Vous vous concentrez sur la posture, vous la pratiquez telle qu’elle est expliquée, vous faites un effort, vous vous positionnez correctement, vous placez le regard à l’intérieur, vous arrêtez de regarder tout autour de vous pour rentrer dans le monde subjectif du zazen et rapidement, vous en tirez un état de grande liberté intérieure.
Dogen dit :
« Pratiquer le zazen, c’est prendre l’attitude physique et mentale d’un Bouddha. Tout le monde peut le faire et quand vous le réalisez en vous, avec votre propre corps, l’univers entier devient enseignement. Alors l’esprit s’éveille. »
Il y a un rapport très fort entre la posture, la pratique de la posture et l’état d’esprit, la conscience. La méditation, ce n’est pas seulement le cerveau, mais c’est le corps tout entier. On pense même avec ses pouces, avec ses genoux, son dos, son souffle, sa respiration aussi.
Dogen continue :
« Tous les maîtres jusqu’à aujourd’hui ont eu la même profonde admiration pour le zazen, car il est dit que même si une seule personne le pratique, toutes les existences de l’univers en reçoivent les bienfaits. »

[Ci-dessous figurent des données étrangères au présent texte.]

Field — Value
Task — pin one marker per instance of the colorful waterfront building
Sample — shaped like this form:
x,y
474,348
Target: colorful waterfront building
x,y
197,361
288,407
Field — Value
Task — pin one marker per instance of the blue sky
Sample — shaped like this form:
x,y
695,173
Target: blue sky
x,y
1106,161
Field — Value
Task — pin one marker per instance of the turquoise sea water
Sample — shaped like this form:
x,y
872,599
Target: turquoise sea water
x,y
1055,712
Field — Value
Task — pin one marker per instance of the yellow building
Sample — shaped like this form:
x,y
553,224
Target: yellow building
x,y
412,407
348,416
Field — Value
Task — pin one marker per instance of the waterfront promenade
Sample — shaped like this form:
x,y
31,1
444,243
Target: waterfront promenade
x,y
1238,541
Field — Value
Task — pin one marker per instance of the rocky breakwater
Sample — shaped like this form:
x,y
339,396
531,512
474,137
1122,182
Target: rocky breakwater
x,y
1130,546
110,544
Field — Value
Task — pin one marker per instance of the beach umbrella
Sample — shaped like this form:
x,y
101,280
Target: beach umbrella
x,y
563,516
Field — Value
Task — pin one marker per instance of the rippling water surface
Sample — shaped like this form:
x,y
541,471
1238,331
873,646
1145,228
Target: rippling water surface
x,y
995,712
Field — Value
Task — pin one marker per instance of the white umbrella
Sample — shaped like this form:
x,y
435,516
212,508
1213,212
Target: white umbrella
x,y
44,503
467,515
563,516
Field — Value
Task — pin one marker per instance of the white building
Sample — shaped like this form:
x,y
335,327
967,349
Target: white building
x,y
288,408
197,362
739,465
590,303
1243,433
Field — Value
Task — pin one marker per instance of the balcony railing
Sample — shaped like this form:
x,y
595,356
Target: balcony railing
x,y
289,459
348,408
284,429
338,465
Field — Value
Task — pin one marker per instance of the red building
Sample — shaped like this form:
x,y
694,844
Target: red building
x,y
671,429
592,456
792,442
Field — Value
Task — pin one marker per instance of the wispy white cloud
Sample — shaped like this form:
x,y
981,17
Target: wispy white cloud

Au moment même où nous le mettons en pratique, où on s’assoit en zazen, la terre, les arbres, les monuments, les murs de pierre, tout devient zazen et on en reçoit l’influence. Atteindre l’éveil, c’est couper la racine de nos pensées, de nos connaissances et de notre dogmatisme (et aussi couper son portable !).
Tous ceux qui pratiquent reçoivent les bienfaits du zazen et peuvent pénétrer la chose réelle, grâce à l’aide de l’esprit libre et illuminé du Bouddha. Quoi qu’il en soit, vous devez pratiquer comme il est enseigné, sans but, sans conscience personnelle, tranquillement et sans distinguer l’éveil de la pratique elle-même. Car la pratique de zazen elle-même est l’éveil.